では災害が起こった際に、インターネット上で私たち一人ひとりができることは何なのでしょうか。
災害の時だからこそ、適切な行動を
IIJはそのような疑問に答えるべく、災害時のインターネットの使い方などを紹介する動画を公開。
動画では、誤った情報が拡散されることを防ぐための心構えを呼びかけています。
また、同時に公開された特設サイトでは、インターネット利用において、災害時にまずやるべきことをまとめています。もしもの時に備えて、動画で紹介されているポイントを改めて知っておきたいですね。
災害が起きても、普段通りの通信環境を届けたい
インターネットは7年前と比べてさまざまな改善がなされているとはいえ、盤石というわけではないそうです。
小林:東日本大震災の時もそうでしたが、世の中に特別なことが起こっている時は、どうしてもネットへのアクセスが集中してしまいます。
そのような時はほかのインフラ同様キャパシティが有限なので、一時的に使いにくい状態になってしまい「ネットへの負荷が高い動画視聴や不要なSNS投稿を控えてください」と呼びかけざるを得なくなります。
しかし今後は、災害が起きても写真や動画など、どんな情報でも届けられる環境を作っていきたいと、小林さんはいいます。

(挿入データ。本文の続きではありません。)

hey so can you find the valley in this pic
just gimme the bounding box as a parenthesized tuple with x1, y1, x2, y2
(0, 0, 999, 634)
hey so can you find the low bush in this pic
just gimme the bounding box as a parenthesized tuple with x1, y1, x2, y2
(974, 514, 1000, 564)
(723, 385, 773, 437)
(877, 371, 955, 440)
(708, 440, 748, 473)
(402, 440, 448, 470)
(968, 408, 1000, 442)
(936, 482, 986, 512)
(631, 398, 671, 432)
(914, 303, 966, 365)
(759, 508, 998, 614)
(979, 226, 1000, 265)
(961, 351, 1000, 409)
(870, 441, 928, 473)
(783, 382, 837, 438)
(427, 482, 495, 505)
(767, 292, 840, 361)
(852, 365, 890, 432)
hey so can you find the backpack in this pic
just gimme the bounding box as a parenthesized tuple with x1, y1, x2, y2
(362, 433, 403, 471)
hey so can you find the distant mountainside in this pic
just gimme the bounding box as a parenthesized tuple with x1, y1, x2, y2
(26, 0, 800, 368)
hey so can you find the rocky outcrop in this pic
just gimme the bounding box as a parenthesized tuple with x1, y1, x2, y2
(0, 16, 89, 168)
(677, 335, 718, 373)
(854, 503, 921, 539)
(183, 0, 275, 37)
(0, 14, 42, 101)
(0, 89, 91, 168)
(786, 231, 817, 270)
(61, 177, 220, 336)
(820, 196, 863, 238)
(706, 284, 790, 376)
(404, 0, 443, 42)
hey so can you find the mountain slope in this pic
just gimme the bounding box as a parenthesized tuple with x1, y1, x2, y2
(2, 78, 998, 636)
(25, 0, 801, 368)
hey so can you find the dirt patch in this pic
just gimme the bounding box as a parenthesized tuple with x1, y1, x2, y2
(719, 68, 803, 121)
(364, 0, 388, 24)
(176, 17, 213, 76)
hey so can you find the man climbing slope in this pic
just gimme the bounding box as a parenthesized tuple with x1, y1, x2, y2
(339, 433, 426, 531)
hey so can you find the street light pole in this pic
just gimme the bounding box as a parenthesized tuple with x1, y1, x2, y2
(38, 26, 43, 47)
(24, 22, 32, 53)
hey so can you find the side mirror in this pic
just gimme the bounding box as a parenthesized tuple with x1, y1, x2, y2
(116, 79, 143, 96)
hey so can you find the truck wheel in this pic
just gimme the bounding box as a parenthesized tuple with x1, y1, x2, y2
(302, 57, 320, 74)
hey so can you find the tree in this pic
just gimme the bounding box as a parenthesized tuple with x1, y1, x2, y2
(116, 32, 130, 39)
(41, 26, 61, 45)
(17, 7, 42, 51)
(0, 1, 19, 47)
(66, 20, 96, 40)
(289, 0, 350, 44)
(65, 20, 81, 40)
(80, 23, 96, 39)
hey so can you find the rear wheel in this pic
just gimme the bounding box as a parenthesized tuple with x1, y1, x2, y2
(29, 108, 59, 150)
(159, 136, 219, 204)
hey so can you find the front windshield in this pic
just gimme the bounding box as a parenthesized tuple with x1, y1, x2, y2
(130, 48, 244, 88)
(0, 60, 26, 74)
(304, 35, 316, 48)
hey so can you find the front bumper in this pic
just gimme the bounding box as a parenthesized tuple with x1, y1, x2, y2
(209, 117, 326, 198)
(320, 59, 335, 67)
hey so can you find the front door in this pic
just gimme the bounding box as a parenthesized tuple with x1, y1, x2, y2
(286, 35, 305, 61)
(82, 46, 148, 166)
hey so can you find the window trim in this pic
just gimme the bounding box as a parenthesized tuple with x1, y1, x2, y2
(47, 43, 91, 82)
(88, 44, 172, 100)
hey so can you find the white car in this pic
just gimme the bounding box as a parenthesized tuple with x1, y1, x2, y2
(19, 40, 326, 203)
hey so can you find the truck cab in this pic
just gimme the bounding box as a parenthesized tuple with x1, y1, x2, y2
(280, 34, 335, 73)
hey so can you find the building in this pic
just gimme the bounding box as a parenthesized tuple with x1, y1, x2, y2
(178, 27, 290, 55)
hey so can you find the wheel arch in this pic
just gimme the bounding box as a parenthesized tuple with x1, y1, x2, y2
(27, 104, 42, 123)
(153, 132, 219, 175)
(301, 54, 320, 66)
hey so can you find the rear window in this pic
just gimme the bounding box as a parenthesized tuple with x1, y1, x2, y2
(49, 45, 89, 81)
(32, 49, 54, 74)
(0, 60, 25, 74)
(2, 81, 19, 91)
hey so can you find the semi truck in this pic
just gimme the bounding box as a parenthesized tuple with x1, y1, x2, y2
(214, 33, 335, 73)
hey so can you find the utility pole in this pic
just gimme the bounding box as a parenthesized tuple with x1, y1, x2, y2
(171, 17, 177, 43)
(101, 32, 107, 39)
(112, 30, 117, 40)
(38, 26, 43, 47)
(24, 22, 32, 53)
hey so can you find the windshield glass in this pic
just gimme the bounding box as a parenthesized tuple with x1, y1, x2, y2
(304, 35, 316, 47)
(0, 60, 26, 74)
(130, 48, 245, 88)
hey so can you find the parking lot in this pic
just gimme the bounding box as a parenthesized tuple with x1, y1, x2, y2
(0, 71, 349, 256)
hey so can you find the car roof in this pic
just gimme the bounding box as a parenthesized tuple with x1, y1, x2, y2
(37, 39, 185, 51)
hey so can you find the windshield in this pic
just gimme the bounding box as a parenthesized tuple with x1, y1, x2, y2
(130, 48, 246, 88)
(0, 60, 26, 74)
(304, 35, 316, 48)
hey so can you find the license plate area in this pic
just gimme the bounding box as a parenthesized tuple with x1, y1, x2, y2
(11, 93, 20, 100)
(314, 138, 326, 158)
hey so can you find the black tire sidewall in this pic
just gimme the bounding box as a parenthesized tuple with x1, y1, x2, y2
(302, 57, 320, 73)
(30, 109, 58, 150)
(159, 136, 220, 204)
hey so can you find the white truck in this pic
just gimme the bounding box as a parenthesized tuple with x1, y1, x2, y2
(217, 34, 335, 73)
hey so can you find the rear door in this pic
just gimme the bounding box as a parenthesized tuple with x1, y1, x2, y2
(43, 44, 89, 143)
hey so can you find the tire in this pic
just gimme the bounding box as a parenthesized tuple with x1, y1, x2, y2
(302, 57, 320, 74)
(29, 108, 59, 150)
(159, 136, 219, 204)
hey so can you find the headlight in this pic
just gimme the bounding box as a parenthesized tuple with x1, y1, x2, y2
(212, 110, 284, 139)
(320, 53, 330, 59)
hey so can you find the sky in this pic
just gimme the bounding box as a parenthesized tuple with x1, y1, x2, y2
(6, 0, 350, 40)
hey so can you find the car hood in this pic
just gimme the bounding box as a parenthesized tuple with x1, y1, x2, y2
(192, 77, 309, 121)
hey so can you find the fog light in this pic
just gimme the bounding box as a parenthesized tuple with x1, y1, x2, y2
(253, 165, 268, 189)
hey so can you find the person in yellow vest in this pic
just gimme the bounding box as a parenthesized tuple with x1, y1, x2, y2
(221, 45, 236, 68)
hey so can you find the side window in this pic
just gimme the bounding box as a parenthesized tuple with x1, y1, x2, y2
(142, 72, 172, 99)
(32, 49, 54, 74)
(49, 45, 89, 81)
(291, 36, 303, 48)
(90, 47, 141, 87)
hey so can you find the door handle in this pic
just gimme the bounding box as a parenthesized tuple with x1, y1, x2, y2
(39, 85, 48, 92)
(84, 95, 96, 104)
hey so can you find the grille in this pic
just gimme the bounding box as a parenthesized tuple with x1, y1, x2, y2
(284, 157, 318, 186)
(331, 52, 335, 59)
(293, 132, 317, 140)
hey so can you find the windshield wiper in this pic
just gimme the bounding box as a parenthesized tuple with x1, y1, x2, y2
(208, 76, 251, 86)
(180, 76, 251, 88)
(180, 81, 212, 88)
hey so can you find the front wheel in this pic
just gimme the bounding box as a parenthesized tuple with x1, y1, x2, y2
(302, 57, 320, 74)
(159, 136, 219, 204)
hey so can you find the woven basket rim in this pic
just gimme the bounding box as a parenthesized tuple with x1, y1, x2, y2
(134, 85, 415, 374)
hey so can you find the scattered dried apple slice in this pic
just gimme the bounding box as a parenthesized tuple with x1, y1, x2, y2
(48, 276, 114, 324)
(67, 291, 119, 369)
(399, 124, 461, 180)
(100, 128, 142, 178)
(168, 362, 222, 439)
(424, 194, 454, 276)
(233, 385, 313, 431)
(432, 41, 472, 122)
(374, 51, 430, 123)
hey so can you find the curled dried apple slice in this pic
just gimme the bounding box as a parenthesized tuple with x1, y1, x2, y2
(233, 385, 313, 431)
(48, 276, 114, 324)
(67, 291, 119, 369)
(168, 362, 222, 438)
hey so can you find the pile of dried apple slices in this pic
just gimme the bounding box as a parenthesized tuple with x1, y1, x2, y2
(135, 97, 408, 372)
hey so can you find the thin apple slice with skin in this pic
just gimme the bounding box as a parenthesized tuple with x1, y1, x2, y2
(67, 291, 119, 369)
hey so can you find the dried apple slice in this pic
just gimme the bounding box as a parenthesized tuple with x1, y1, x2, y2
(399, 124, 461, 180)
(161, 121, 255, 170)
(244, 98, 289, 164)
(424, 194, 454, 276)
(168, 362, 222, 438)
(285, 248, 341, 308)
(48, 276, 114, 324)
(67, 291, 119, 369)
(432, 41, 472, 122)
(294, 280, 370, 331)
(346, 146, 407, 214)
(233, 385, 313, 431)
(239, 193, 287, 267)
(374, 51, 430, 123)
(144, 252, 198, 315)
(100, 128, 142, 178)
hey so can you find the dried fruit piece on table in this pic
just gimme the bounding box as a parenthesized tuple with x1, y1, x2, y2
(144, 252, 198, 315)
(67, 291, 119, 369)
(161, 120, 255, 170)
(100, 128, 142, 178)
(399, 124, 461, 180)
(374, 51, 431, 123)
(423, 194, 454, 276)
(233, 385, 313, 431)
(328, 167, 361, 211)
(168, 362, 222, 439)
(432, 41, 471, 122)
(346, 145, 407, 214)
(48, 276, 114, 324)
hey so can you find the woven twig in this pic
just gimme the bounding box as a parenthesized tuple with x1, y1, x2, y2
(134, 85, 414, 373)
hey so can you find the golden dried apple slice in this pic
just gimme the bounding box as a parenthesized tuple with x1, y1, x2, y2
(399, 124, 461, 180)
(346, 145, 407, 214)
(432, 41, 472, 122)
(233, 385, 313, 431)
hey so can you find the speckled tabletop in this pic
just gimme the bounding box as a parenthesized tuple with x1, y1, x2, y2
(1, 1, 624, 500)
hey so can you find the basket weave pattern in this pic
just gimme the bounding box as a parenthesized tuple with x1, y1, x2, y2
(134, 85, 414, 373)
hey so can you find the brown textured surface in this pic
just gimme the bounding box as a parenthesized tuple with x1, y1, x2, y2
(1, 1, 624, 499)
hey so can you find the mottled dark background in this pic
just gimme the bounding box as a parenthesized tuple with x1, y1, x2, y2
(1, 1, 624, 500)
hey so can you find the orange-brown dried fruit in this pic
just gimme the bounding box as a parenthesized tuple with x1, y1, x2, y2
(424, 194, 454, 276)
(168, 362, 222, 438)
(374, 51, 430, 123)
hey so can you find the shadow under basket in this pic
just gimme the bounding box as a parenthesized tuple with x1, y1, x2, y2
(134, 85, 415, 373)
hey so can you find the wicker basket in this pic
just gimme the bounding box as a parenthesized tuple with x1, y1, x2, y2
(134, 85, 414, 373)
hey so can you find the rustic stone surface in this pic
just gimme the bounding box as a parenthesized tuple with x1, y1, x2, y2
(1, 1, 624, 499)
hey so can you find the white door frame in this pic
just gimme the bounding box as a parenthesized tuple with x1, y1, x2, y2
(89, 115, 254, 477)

小林:災害時こそ写真や動画を用いたあらゆる有益な情報で人々が安心できる環境を作りたいですし、必要とする情報を必要な人へ届けられるよう、私たちはこれからも頑張っていきたいと思います。
インターネットの構造を変えるのは、震災が起きたときだけに限りません。小林さんと淺野さんのような技術者は、通信されるデータの種類や量の増加など、あらゆる変化に応じてインターネットの構造を変え続けてきました。
「今後も、我々の手でインターネットを頑丈な社会インフラにしていきたい」と意気込む小林さんと淺野さん。どこでも、どんな時でも安心して使えるインターネット環境を提供するために、彼らの挑戦には終わりがないのかもしれません。